Lobby Decor To Furnish, or Not to Furnish?

Lobby Decor

While not usually considered an amenity per se, an elegantly appointed lobby can be both a draw for prospective purchasers and a welcoming space for residents in co-op and condominium communities. While some communities furnish their lobbies and entry areas like lavish semi-public living rooms, others prefer a more minimal, or even stark aesthetic. What's behind those choices, and how does the look of a lobby really impact a building community?

The Basic Options

To what extent should a lobby be furnished, and what kind of furniture is most appropriate? Marilyn Z. Sygrove, president of Sygrove Associates Design Group, based in Manhattan, has been designing lobby spaces since 1983. She says that doorman buildings virtually always have furnished lobbies; if a building doesn’t have furnishings in its common areas, it’s most often smaller, with an unattended lobby.

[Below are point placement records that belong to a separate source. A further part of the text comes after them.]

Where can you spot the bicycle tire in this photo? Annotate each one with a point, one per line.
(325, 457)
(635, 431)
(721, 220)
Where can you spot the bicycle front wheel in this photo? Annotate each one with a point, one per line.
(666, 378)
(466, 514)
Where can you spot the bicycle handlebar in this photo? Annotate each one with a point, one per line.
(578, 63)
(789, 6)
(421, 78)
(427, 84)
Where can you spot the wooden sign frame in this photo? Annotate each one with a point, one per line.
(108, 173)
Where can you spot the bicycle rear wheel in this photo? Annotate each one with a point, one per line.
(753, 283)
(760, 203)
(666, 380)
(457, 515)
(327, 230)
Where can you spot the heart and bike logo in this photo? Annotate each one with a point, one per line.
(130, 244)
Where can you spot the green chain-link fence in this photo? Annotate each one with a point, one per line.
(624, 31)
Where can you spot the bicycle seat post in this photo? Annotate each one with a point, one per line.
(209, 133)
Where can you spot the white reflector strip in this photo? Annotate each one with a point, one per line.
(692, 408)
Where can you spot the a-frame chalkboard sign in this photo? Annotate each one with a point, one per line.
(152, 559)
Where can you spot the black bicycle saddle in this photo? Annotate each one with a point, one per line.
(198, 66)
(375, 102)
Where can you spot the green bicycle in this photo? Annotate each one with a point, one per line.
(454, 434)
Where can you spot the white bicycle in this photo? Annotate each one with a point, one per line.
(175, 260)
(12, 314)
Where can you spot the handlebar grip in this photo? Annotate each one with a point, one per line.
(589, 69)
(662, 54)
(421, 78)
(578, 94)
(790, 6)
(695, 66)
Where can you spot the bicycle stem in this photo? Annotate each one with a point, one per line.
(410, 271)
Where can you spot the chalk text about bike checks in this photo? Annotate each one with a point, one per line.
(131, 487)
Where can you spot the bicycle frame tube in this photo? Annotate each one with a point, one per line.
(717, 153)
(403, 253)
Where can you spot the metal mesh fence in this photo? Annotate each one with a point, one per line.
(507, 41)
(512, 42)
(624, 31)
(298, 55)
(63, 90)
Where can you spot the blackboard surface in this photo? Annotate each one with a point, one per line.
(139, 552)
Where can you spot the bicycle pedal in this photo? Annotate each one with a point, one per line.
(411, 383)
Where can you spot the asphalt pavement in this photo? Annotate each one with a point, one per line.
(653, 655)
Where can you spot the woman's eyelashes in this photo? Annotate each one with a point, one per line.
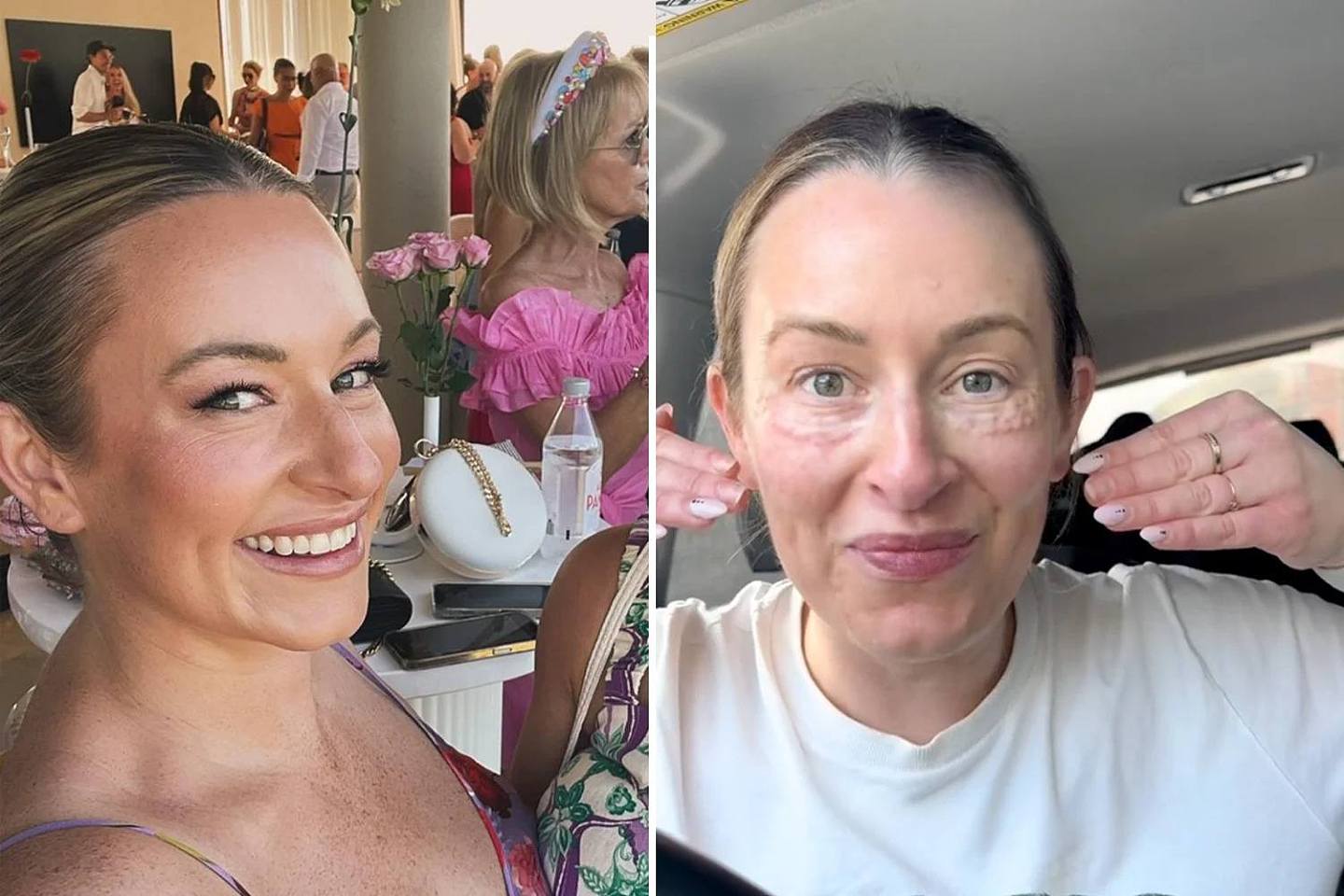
(245, 397)
(981, 385)
(363, 375)
(825, 385)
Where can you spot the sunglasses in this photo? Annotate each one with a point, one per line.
(633, 146)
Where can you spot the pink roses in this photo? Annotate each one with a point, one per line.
(429, 251)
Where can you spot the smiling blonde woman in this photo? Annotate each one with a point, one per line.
(919, 708)
(214, 455)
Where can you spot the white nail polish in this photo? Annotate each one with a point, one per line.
(707, 508)
(1089, 462)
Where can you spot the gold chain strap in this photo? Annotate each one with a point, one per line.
(494, 500)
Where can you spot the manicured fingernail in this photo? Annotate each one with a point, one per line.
(732, 492)
(1090, 462)
(1111, 513)
(708, 508)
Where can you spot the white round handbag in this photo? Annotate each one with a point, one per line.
(477, 511)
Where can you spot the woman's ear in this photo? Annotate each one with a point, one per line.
(1081, 395)
(730, 419)
(35, 474)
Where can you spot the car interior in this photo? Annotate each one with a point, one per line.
(1188, 155)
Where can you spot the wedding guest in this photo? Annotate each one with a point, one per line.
(562, 305)
(241, 117)
(277, 119)
(583, 752)
(464, 147)
(324, 147)
(214, 458)
(199, 107)
(566, 162)
(494, 54)
(475, 105)
(91, 106)
(122, 94)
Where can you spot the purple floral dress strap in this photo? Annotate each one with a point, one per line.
(507, 819)
(595, 819)
(36, 831)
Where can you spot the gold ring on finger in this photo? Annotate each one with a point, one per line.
(1216, 449)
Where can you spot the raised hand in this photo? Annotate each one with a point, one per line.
(1227, 473)
(696, 483)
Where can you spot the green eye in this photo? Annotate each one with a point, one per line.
(827, 385)
(979, 382)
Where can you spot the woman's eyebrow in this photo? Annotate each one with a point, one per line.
(818, 327)
(263, 352)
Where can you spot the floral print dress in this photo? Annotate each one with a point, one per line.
(593, 822)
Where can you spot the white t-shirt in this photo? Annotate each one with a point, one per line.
(323, 146)
(1157, 730)
(91, 94)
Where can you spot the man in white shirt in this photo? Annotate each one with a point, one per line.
(323, 149)
(91, 106)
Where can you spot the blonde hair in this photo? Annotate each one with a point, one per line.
(540, 182)
(132, 100)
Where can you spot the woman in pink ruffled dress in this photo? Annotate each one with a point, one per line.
(567, 150)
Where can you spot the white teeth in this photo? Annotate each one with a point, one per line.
(312, 544)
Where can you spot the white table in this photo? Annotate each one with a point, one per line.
(463, 702)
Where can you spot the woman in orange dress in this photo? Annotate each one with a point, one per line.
(277, 119)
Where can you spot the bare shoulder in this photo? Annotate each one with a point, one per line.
(103, 861)
(581, 595)
(504, 284)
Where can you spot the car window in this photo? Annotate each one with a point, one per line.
(1301, 385)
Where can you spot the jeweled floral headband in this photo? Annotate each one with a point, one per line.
(577, 66)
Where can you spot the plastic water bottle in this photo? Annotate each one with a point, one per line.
(571, 473)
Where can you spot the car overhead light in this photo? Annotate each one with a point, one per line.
(1295, 170)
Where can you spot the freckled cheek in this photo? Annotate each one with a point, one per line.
(1007, 446)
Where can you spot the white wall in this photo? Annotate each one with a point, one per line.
(527, 24)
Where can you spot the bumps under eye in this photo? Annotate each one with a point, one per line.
(828, 385)
(979, 382)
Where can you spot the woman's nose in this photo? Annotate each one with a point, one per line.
(336, 452)
(909, 465)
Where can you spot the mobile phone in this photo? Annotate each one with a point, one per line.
(457, 601)
(463, 639)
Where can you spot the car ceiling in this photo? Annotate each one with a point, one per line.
(1114, 107)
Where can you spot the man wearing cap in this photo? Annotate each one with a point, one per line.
(91, 106)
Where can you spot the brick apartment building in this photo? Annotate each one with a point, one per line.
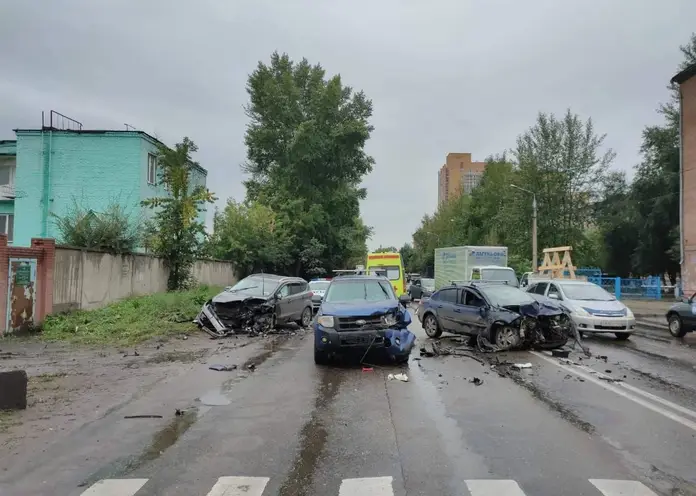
(687, 90)
(458, 174)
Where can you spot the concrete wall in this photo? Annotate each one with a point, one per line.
(87, 279)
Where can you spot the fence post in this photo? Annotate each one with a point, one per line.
(617, 287)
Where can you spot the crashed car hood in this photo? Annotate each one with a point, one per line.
(227, 297)
(362, 308)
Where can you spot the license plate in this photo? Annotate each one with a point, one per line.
(612, 323)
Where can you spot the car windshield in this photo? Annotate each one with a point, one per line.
(255, 286)
(586, 292)
(499, 275)
(504, 295)
(346, 291)
(319, 285)
(390, 272)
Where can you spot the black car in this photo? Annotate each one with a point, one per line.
(503, 315)
(681, 317)
(421, 288)
(264, 300)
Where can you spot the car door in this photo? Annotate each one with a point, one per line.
(445, 308)
(284, 304)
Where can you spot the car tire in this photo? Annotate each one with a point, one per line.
(320, 357)
(305, 318)
(676, 326)
(431, 327)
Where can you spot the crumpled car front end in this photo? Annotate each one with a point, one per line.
(344, 329)
(228, 313)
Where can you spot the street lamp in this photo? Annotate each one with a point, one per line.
(534, 245)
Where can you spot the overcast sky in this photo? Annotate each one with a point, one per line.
(444, 76)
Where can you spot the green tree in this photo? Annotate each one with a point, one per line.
(178, 236)
(252, 236)
(305, 157)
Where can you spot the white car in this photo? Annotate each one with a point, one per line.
(592, 308)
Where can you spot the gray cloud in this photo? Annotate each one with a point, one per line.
(451, 75)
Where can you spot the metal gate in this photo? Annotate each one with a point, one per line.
(21, 294)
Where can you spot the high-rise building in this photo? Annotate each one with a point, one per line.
(458, 174)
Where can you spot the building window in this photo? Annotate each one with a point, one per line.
(470, 180)
(151, 168)
(7, 226)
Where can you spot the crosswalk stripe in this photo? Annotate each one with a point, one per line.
(239, 486)
(611, 487)
(115, 487)
(366, 486)
(494, 487)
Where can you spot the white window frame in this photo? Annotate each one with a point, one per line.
(152, 169)
(9, 227)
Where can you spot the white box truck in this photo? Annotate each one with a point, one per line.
(472, 263)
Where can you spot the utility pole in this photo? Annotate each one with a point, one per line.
(535, 260)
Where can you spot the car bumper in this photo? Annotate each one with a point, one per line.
(596, 324)
(397, 343)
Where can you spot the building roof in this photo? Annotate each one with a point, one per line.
(685, 75)
(142, 134)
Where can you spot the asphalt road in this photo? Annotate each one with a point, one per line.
(290, 428)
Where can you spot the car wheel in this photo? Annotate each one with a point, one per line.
(506, 337)
(431, 327)
(676, 328)
(306, 317)
(320, 357)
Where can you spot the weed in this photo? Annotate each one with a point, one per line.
(131, 320)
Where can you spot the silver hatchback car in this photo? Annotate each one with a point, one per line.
(592, 308)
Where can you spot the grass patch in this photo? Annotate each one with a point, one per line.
(7, 420)
(131, 320)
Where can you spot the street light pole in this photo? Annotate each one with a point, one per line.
(535, 260)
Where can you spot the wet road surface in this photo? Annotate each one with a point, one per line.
(290, 428)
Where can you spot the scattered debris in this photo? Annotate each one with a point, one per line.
(223, 368)
(398, 377)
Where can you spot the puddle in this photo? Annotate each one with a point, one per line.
(214, 398)
(161, 441)
(313, 437)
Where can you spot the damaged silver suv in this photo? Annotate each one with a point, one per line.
(257, 303)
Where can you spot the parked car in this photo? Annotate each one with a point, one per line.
(361, 313)
(502, 314)
(681, 317)
(318, 289)
(592, 308)
(421, 288)
(259, 299)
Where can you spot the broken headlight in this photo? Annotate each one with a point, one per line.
(325, 321)
(389, 319)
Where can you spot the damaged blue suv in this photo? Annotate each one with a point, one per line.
(360, 314)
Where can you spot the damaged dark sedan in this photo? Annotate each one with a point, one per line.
(257, 304)
(499, 316)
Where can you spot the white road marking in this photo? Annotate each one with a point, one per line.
(619, 387)
(366, 486)
(115, 487)
(609, 487)
(239, 486)
(491, 487)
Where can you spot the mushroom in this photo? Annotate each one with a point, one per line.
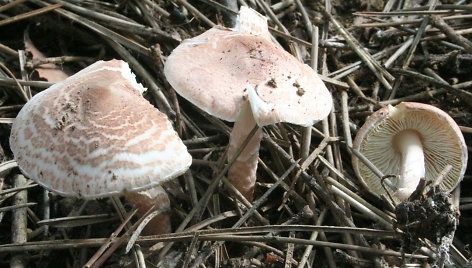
(411, 140)
(241, 76)
(93, 135)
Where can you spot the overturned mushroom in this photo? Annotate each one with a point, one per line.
(93, 135)
(241, 75)
(413, 141)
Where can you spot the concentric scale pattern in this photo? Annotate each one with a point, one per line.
(94, 135)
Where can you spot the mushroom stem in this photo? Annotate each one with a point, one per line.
(242, 173)
(412, 163)
(144, 200)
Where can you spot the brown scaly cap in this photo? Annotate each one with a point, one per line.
(441, 138)
(94, 135)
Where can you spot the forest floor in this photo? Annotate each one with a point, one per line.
(370, 54)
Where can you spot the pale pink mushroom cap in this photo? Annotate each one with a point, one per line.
(215, 70)
(440, 136)
(94, 135)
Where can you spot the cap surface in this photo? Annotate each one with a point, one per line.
(215, 69)
(440, 136)
(94, 135)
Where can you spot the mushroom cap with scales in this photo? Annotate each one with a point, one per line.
(93, 135)
(222, 68)
(441, 139)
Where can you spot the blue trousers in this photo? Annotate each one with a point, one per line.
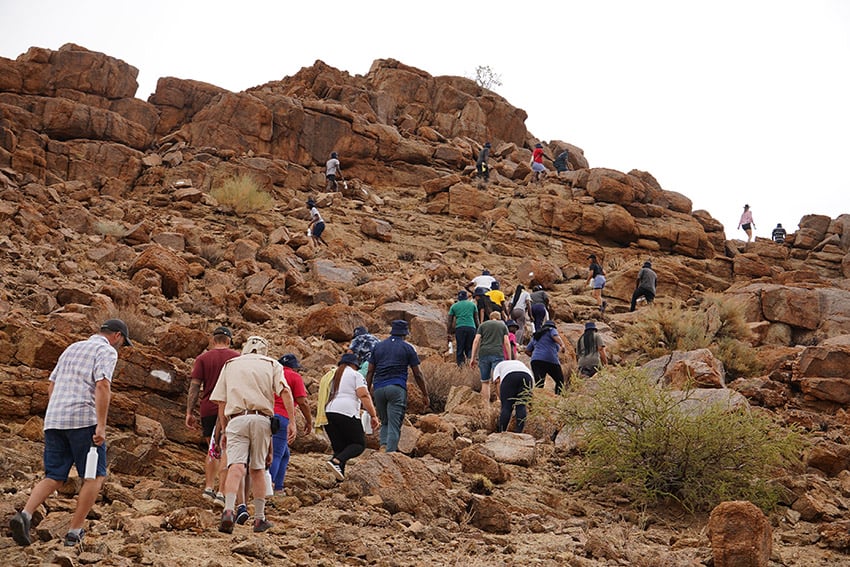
(280, 454)
(391, 403)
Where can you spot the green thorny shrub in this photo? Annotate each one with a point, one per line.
(660, 444)
(242, 194)
(716, 324)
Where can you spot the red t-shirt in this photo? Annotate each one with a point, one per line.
(207, 367)
(296, 384)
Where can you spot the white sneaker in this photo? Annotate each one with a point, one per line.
(336, 469)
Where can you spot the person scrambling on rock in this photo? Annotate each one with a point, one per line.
(596, 281)
(316, 226)
(590, 351)
(747, 222)
(537, 167)
(332, 169)
(387, 378)
(245, 394)
(205, 371)
(75, 426)
(481, 166)
(645, 285)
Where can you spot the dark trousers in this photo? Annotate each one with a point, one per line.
(641, 291)
(514, 386)
(538, 314)
(464, 337)
(346, 435)
(540, 368)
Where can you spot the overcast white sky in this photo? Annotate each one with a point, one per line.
(726, 101)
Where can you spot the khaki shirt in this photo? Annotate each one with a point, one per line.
(249, 382)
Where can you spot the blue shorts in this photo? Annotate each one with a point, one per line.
(66, 447)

A spartan lobby may not be an indication that the building can't afford furniture; rather, it may simply be that the shareholders or unit owners who call the building home prefer to maintain the area as a transitional space that people move through, rather than congregating or hanging out at length.

My experience is that in non-doorman buildings, the residents may want less furniture,” says Sygrove. One of the reasons for that is theft – especially in a building without security cameras scanning the lobby, “The furniture can disappear,” says Sygrove. “When someone moves in or out, you don’t want the couch from the lobby moving with them.” Other reasons include discouraging activities that could damage the space or its contents (think diaper-changing, eating, kids roughhousing, and so forth), and loitering.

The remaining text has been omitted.